The logistic regression model maintains $P(Y_i=1|X_i=x_i)=\pi_i=\frac{\exp(\beta X +\epsilon)}{1+\exp(\beta X +\epsilon)}$ where $\pi_i=E(Y_i)$, $\beta$ and $X$ are respectively a vector of the regression coefficient and a matrix of independent variables.

To generate data of logistic regression model, we set up $\beta$, $X$, and $\epsilon$.

For example, with your model of interest,

b1=1
b2=1
x1=rnorm(1000000,10,2)
x2=x1^2
e=rnorm(1000000,0,200)
pi=exp(b1*x1+b2*x2+e)/(1+exp(b1*x1+b2*x2+e))
y=rbinom(1000000,1,prob = pi)
summary(glm(y~x1+x2,family="binomial"))

Here, the error term helps mitigate the issue resulted from large $\pi$. Alternatively, adding an intercept term would also help,

b0=-100
b1=1
b2=1
x1=rnorm(1000,10,2)
x2=x1^2
e=rnorm(1000,0,10)
pi=exp(b0+b1*x1+b2*x2+e)/(1+exp(b0+b1*x1+b2*x2+e))
y=rbinom(1000,1,prob = pi)
summary(glm(y~x1+x2,family="binomial"))

It would always be good to check $y$ before model fitting to ensure that there are two classes (preferably of balanced number). If $y$ is of single class, then the model will not converge. If $y$ is of classes with (extremely) imbalanced number, the estimation of coefficients won't be accurate (note that because your model inherently violates the assumption of logistic regression, the parameter estimation are "doomed" from the start...).

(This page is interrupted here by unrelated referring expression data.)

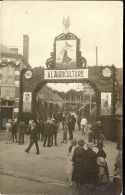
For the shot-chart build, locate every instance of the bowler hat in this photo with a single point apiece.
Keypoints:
(99, 145)
(101, 161)
(98, 122)
(90, 145)
(74, 141)
(9, 120)
(81, 142)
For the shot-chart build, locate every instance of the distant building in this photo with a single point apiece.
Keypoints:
(11, 63)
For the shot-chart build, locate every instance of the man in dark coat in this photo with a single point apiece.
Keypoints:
(38, 127)
(91, 165)
(22, 128)
(42, 129)
(33, 139)
(47, 133)
(53, 129)
(96, 128)
(74, 121)
(14, 130)
(101, 152)
(70, 127)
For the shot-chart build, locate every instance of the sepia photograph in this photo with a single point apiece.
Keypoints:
(61, 97)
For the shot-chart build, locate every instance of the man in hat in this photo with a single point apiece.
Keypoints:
(83, 124)
(53, 129)
(101, 152)
(103, 175)
(14, 130)
(33, 139)
(91, 165)
(70, 127)
(96, 128)
(47, 133)
(22, 128)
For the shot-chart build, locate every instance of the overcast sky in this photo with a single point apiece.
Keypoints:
(96, 23)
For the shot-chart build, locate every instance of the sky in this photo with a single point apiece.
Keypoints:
(97, 24)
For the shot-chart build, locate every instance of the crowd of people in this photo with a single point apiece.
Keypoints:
(88, 167)
(84, 166)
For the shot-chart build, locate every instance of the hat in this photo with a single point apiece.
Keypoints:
(74, 141)
(90, 145)
(101, 161)
(98, 122)
(34, 124)
(99, 145)
(81, 142)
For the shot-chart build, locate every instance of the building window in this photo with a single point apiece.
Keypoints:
(10, 103)
(3, 102)
(8, 75)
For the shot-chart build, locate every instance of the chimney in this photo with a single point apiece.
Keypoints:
(26, 47)
(14, 49)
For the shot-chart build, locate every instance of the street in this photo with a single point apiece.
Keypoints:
(28, 173)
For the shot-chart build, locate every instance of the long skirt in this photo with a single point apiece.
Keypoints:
(8, 137)
(79, 174)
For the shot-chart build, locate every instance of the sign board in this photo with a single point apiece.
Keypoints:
(28, 74)
(66, 52)
(27, 100)
(66, 74)
(106, 103)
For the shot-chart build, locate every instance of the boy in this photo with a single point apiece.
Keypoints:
(65, 130)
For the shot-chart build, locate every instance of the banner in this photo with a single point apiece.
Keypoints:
(66, 74)
(27, 100)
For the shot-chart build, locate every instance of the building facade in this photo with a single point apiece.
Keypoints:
(11, 64)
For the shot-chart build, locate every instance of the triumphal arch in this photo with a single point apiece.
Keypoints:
(67, 65)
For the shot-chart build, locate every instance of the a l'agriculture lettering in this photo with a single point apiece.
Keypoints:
(65, 74)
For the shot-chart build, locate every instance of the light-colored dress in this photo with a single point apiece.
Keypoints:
(69, 169)
(8, 135)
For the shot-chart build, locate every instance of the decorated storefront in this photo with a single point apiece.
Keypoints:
(66, 65)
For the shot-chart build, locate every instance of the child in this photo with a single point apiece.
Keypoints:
(65, 130)
(70, 166)
(102, 171)
(101, 137)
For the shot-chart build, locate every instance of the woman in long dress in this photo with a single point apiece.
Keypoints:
(70, 167)
(8, 134)
(79, 160)
(66, 59)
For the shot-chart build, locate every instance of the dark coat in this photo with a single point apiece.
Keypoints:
(73, 120)
(70, 124)
(34, 134)
(79, 160)
(47, 131)
(91, 166)
(53, 128)
(14, 127)
(22, 127)
(101, 153)
(42, 128)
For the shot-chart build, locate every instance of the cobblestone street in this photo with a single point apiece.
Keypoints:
(45, 173)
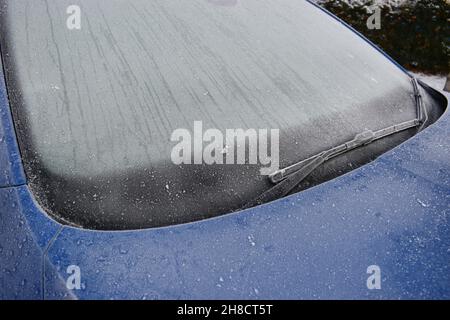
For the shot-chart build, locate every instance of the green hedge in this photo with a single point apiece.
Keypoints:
(416, 34)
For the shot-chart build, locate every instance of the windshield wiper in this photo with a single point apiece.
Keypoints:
(287, 179)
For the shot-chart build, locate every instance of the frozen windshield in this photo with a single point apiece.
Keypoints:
(96, 106)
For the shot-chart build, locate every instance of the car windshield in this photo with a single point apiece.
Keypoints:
(96, 104)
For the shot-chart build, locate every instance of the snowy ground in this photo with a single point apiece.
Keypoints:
(437, 82)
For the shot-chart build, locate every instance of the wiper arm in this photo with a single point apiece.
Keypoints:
(288, 178)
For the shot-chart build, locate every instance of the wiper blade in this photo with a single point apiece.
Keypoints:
(288, 178)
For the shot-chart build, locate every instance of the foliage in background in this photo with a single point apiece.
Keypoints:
(414, 33)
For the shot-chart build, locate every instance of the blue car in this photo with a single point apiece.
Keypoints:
(215, 150)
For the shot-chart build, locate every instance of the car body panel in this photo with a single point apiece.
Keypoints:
(11, 171)
(318, 244)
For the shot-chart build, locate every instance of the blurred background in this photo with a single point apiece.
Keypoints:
(416, 33)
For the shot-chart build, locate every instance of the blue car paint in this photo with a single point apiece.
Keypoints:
(393, 212)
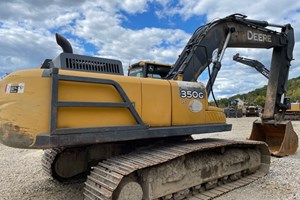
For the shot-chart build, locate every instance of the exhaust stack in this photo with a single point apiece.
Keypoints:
(63, 43)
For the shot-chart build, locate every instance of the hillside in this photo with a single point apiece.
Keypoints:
(258, 95)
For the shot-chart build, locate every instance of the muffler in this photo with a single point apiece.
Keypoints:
(279, 136)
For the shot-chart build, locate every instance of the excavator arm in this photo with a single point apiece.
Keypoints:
(252, 63)
(207, 46)
(208, 43)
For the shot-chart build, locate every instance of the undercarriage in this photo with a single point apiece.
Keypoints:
(199, 169)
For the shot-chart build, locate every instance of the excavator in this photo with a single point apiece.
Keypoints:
(293, 113)
(130, 137)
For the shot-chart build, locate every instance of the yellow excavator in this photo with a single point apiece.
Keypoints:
(131, 135)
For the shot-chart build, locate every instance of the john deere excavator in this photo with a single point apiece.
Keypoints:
(132, 135)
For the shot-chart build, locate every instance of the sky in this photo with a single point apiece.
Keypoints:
(130, 31)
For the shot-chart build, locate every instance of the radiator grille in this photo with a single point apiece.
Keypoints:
(88, 63)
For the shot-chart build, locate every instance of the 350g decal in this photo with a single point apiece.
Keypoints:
(191, 94)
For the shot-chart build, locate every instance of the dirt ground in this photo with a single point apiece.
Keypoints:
(21, 174)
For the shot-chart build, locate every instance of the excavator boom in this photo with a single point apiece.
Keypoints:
(208, 44)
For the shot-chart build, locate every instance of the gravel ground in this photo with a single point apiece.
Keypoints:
(21, 174)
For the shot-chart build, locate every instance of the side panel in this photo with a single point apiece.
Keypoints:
(81, 117)
(24, 107)
(156, 102)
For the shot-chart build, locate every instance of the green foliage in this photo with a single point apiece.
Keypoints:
(258, 95)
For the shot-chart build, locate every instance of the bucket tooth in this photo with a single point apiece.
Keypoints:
(279, 136)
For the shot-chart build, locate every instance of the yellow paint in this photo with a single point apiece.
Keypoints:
(158, 102)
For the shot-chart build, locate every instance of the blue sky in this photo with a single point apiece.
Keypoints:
(155, 30)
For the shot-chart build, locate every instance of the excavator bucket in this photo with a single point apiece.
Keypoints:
(280, 136)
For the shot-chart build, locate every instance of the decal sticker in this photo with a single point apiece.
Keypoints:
(15, 88)
(191, 90)
(195, 106)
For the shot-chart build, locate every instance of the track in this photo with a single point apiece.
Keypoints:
(54, 168)
(158, 172)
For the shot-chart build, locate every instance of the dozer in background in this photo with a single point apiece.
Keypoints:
(132, 135)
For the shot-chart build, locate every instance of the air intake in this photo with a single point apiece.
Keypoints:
(76, 62)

Here, the error term/the intercept term helps to ensure that not all $y$ would be of a single class. The variance of the error term or the value of the intercept can be determined based on the range of $x_2$ so that $\pi$ would be of higher variance.

However, it is worth noting that it would be very difficult, if not impossible, to obtain accurate estimate of $\beta$s given the specified model of $y=\beta_1 X_1+\beta_2 X_1^2+\epsilon$. The model estimates do not match the specified generative value because $X_1^2$ and $X_1$ are highly collinear, which results in violation of the assumption that the predictors should be independent. I suppose derivation can be done to show how the $\beta$ estimates would change under this particular model given the generative regression coefficients and the simulation can probably follow the derivation to achieve more accurate recovery of the parameters.